By the time they got the door open, the sun wa
s high overhead and Isaac’s back was soaked with sweat. Stepping from the brilliant light of day into the murk of the warehouse was almost soothing, even if it was hotter than Hell itself inside.
“You want me to wait out here?” Remy’s eyes flashed in defiance. “I’d hate to contaminate the evidence.”
Isaac was tempted to tell her exactly where she could wait, but one glance at Nathan had him shaking his head.
“Better to keep an eye on you.” He swept an arm out, indicating Nathan should go first. “Lead the way.”
“Gladly.”
The trio moved slowly through the heat, Isaac bringing up the rear. The stairwell was thick with dust and stale air, and Nathan’s flashlight caught the motes whirling about as their footsteps disturbed them.
The door on the third floor hung open. Light filtered in through the filthy windows, while more clouds of dust danced around their heads.
“Watch your step,” Nathan warned as they picked their way down the corridor.
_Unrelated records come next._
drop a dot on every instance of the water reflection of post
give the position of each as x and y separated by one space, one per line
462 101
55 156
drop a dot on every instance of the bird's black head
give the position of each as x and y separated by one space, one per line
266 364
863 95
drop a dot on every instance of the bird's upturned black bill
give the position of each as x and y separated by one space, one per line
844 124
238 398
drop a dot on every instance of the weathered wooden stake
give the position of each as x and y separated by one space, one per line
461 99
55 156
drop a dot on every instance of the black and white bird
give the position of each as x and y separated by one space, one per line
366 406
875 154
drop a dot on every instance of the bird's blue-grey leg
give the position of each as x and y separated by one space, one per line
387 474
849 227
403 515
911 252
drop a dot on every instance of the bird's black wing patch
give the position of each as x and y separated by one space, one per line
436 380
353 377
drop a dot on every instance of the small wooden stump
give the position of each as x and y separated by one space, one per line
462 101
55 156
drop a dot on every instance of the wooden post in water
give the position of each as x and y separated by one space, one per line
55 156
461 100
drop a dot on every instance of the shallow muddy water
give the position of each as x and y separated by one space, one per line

He paused outside a door and pushed it open with his shoulder. “This is where I found Tian.” As they entered the room, Nathan pointed to a makeshift blockade of tables and boxes. “He was hiding behind there.” Then he turned to the right, pointing to the empty center of the room. “Remy was there.”
Shattered glass covered every available surface, the sunlight streaming in pale yellow stripes through the broken windows. Isaac stepped gingerly forward to the patch of floor Nathan indicated and crouched down to inspect it more closely.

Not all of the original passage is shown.